Droga krajowa nr 98 (translates from Polish as national road 98) was a route belonging to Polish national roads network.

== History ==
=== 1985–2000 ===
The first time route 98 was introduced in 1985, as a part of road network reform. It ran from Wadowice through Maków Podhalański, Jordanów, Rabka, Limanowa, Nowy Sącz, Gorlice, Jasło, Krosno, Sanok, Kuźmina and Bircza to Przemyśl until the year 2000, when as a result of another reform the route 98 was decommissioned and replaced with road 28 existing to present day.

=== 2011–2019 ===
In 2011, after the Wrocław motorway bypass opened, road 98 was commissioned a second time. It ran entirely through Lower Silesian Voivodeship, leading from expressway S8 at junction Kobierzyce to Długołęka.

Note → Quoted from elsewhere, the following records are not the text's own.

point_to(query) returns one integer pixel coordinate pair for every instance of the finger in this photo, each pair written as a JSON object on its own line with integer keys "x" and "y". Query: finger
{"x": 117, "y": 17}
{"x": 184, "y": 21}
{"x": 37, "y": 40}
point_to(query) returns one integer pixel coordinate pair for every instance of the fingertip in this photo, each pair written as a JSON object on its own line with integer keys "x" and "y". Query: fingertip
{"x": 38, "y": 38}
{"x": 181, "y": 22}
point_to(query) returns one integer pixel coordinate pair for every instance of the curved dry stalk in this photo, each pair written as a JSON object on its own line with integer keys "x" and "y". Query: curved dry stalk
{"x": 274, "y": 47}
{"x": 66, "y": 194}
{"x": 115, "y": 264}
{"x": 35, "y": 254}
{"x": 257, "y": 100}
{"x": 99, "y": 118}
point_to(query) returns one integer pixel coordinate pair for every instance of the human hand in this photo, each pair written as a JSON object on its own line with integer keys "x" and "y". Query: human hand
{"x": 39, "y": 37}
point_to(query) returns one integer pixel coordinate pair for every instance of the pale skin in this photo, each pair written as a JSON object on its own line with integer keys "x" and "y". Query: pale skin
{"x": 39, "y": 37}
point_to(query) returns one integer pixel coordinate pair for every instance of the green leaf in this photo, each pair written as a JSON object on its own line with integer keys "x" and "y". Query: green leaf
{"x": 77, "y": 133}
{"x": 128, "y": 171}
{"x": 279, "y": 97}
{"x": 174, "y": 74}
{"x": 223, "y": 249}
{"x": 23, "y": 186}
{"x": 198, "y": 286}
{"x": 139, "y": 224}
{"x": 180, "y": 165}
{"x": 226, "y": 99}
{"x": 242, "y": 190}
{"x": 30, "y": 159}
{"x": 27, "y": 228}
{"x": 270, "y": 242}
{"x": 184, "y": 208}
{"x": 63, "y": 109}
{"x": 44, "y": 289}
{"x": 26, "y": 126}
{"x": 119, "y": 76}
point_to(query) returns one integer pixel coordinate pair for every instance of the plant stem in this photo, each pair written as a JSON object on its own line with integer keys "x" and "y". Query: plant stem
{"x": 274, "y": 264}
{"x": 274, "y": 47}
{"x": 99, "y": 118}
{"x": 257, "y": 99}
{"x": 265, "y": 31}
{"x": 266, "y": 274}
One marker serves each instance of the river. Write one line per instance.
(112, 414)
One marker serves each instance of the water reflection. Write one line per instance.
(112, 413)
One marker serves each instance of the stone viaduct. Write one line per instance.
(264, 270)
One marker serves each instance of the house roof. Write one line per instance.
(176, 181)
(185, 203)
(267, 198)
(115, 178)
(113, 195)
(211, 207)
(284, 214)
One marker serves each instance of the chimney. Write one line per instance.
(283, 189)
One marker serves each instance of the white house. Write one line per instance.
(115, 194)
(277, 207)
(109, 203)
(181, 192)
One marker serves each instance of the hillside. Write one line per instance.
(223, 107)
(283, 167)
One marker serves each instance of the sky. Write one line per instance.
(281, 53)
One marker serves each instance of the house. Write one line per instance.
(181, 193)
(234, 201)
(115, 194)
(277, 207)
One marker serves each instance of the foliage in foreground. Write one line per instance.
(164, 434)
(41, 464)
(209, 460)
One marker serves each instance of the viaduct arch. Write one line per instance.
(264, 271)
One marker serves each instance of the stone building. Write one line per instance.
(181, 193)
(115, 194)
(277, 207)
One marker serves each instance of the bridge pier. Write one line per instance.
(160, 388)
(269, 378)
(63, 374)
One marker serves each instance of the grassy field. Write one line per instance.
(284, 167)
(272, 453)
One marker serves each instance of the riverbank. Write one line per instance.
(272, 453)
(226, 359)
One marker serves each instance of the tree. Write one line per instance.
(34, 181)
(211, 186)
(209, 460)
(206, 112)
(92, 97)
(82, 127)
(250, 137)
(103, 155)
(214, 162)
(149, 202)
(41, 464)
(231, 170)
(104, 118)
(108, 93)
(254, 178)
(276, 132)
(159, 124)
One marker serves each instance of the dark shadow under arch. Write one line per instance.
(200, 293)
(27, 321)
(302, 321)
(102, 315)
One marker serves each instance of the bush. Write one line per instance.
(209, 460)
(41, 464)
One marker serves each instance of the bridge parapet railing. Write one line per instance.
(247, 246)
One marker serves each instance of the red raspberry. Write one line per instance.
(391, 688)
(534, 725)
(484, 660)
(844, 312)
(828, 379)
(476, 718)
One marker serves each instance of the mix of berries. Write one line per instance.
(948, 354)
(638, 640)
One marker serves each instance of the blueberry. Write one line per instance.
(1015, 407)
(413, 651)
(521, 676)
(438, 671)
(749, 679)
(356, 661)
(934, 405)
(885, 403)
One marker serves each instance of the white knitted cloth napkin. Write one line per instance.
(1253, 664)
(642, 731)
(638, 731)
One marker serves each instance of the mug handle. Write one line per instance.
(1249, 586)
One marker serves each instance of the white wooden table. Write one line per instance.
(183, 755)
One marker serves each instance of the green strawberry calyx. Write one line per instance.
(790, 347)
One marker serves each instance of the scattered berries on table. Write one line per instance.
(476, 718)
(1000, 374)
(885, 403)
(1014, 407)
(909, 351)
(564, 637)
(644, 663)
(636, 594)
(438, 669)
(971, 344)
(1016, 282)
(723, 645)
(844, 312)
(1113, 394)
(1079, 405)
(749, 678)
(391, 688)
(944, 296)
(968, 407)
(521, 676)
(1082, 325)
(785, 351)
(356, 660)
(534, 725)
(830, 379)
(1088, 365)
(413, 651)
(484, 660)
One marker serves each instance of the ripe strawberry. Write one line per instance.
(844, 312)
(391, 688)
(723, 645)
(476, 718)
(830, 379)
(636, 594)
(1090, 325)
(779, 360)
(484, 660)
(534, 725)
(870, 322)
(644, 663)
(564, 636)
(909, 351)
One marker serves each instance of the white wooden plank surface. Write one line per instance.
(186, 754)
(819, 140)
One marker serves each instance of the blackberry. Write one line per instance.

In 2012 road 98 was rerouted – it began on a crossing with national road 5 in Wrocław and finished at the Wrocław Psie Pole junction at motorway A8 and expressway S8 near the city, following mostly the old route of national road 8. Road 98 was treated as an alternative route for the bypass, despite the fact that A8 is not a toll road.

Since January 1, 2020 road 98 is no longer a part of the national roads network. The stretch connecting motorway junction Wrocław Psie Pole with village Długołęka was downgraded to voivodeship road 372 (DW 372), with the further section through Wrocław downgraded to a gmina road.